Questions about a Sheriff Sale ...... - Posted by IB (NJ)

Posted by BrianG (HouTx) on February 27, 2002 at 09:40:28:

I have no experience in NJ as I am in TX, but this is my understanding of how the sheriff sales work in Texas. Somebody PLEASE correct me if I am wrong!

The auction you describe is a judical judgement auction. It Texas, the judgement is a lower priority lien. Yhus when you buy the judgement, all liens in place before the judgement date are still in place and NOT wiped away. You will, however, own the property, but it is still “subject to” all the previous liens. In Texas, I do not think you need to foreclose to get the property after buying the judgement.

The only way I see of making money off these sales is when the total values of all liens and other costs is less then the value of the property (ie: ARV - liens - judgement cost - back taxes - repairs - profit > 0).

I am also curious if the “due on sale” clause will be triggered?
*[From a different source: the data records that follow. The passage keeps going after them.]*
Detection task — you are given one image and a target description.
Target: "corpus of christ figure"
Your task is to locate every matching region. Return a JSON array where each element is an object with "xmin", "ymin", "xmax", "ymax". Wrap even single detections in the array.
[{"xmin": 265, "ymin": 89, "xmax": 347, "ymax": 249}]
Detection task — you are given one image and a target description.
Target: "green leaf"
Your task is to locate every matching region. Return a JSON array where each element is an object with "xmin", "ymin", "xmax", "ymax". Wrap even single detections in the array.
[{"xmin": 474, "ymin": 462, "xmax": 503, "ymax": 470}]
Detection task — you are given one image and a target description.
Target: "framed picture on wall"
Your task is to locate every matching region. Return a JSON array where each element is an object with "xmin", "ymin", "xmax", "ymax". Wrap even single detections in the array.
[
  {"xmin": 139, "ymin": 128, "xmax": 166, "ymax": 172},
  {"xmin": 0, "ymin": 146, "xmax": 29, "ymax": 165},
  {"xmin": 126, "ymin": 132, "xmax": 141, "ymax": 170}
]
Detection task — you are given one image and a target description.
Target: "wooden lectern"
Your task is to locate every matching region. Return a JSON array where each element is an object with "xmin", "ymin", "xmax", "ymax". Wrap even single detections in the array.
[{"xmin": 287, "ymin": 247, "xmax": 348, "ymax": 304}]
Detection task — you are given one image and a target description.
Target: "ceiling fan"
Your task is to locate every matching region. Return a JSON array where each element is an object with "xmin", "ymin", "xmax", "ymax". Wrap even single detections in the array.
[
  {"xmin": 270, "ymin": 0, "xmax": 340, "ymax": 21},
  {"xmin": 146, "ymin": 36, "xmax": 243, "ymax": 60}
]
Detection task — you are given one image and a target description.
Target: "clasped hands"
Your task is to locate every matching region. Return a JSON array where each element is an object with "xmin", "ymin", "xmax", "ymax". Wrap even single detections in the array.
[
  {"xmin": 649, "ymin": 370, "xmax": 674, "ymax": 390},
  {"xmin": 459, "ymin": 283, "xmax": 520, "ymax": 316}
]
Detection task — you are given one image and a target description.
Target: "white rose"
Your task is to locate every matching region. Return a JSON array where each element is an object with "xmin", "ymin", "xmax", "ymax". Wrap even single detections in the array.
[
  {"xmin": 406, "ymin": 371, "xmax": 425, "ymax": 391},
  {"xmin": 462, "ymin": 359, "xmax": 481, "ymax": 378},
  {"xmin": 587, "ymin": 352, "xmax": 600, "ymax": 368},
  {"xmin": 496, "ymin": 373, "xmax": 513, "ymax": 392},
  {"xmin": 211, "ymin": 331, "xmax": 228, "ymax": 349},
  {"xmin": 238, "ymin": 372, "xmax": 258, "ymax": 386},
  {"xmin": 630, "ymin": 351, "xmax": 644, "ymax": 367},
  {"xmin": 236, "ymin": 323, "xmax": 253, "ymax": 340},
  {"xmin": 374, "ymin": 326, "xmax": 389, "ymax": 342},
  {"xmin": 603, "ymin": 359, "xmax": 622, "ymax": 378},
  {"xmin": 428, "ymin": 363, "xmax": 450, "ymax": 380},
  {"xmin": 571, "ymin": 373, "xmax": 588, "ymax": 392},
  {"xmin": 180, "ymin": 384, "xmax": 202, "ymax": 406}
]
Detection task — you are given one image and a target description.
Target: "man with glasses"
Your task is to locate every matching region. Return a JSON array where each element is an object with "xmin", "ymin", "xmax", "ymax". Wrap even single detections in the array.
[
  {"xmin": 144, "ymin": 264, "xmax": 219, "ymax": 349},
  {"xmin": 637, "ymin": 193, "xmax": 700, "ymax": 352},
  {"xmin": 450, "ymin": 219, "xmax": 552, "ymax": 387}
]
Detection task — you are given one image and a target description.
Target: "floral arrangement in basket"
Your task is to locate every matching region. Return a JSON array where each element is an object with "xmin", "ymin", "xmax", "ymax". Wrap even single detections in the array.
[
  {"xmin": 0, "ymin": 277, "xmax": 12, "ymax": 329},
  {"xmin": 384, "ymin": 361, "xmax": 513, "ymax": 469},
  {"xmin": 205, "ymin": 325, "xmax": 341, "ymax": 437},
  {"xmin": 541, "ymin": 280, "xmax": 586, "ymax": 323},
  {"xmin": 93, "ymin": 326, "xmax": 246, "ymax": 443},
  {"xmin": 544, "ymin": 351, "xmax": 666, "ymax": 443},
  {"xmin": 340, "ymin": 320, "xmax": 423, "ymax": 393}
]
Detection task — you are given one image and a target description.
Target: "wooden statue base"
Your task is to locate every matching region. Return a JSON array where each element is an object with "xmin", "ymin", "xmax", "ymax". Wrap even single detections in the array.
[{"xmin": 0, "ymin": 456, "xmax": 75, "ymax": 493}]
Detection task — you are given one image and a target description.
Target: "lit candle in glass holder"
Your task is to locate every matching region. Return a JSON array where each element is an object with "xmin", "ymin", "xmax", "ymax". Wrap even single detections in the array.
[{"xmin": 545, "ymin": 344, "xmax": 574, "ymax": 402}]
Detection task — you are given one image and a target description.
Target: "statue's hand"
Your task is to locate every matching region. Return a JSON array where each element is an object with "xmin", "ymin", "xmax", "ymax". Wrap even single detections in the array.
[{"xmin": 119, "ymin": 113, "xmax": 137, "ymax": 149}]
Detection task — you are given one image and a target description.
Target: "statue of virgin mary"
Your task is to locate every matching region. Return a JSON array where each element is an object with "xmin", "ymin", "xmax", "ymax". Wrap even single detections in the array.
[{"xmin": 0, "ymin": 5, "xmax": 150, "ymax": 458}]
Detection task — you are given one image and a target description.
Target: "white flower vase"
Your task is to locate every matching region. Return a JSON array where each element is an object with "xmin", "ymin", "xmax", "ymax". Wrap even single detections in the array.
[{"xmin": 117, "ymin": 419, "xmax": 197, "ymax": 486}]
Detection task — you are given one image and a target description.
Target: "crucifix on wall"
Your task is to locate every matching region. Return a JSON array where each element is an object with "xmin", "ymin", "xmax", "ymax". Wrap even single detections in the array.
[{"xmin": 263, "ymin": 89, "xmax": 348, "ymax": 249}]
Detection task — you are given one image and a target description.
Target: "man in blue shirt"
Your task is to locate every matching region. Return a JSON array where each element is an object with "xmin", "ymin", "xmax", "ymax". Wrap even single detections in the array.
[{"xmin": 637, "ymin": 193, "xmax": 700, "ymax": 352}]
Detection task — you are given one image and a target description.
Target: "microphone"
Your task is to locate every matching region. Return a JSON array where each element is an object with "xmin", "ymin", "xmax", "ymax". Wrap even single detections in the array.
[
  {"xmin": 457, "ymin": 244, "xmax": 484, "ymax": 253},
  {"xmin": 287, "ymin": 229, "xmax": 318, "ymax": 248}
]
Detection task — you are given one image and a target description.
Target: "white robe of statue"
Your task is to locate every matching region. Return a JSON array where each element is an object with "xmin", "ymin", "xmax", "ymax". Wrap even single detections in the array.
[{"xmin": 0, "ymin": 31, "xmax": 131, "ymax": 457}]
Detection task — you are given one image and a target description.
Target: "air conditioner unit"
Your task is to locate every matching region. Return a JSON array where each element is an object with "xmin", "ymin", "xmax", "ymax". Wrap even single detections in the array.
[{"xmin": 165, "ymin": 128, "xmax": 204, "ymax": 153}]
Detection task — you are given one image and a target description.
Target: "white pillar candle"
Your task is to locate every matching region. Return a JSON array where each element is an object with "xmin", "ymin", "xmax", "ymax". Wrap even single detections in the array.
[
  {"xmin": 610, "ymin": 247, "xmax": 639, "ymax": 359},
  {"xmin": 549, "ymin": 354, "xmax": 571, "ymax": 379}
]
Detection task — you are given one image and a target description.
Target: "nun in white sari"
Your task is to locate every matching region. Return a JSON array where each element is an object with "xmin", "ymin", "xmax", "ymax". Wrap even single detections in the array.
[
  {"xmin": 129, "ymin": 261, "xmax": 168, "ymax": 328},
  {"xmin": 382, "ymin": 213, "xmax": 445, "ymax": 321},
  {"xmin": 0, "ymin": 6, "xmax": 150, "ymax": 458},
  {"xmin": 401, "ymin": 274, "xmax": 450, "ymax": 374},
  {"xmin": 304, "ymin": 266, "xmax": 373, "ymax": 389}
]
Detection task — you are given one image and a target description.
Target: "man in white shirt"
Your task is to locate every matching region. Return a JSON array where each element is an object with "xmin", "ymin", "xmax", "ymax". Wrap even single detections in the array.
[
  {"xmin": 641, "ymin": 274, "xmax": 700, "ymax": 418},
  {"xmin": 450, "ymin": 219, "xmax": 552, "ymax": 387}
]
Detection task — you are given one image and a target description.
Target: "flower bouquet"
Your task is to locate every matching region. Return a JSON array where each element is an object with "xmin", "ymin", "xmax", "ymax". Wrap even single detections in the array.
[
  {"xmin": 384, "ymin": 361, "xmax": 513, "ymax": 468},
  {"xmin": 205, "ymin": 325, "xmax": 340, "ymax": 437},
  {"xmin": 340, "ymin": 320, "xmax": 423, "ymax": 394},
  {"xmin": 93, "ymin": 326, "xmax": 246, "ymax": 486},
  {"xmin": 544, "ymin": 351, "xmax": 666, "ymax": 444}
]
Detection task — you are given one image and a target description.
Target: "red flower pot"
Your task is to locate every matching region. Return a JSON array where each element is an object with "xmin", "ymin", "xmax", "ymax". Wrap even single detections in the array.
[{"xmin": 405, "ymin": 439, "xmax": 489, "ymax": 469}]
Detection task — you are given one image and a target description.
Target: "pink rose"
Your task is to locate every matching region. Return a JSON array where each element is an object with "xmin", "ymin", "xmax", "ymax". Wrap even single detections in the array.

I feel it would be, however.

Disclaimer: I am not a lawyer nor do I play on on TV. Consult your own lawyer for specifics in your state.

Questions about a Sheriff Sale … - Posted by IB (NJ)

Posted by IB (NJ) on February 26, 2002 at 15:43:02:

that I attended:

A property goes up for auction at a sheriff sale. The woman (auctioneer) announces that the judgement by the plaintiff is $149,900. She also announces that bidder will be responsible for a $531,000 first mortgage (I later found out that it was a $1,000,000 piece of commercial property in one of the “better” neighborhoods) that’s attached to the property. She then starts the bid. A couple of bidders, possibly ignorant of the process, started bidding against each other, for the property. In the middle of the bidding war, one of the seasoned guys (who was NOT participating in the bidding) yells out a question to the auctioneer “YOU SAID THAT THE BIDDER IS RESPONSIBLE FOR THE $531,000 FIRST MORTGAGE, RIGHT?”. The woman confirms “yes”. But by that time one of the bidders had just submitted a $170k bid and won soon afterwards. Afterwards, the seasoned guys and his team seemed to be consoling the guy who won the bid outside as I heard them (faintly) explain to the guy that he wouldn’t have to pay the $531,000 for some reason or another. Would someone explain this?

I was thinking that the successful bidder now owns the second mortgage but can’t really do anything with it unless the owners of the property (the defendant) start falling behind on the first mortgage. At that point, the holder of the second would still have to go to the auction (when the first starts foreclosure proceedings) and be ready to protect his position. Am I understanding this correctly?

What would be the pros and cons of him buying the second?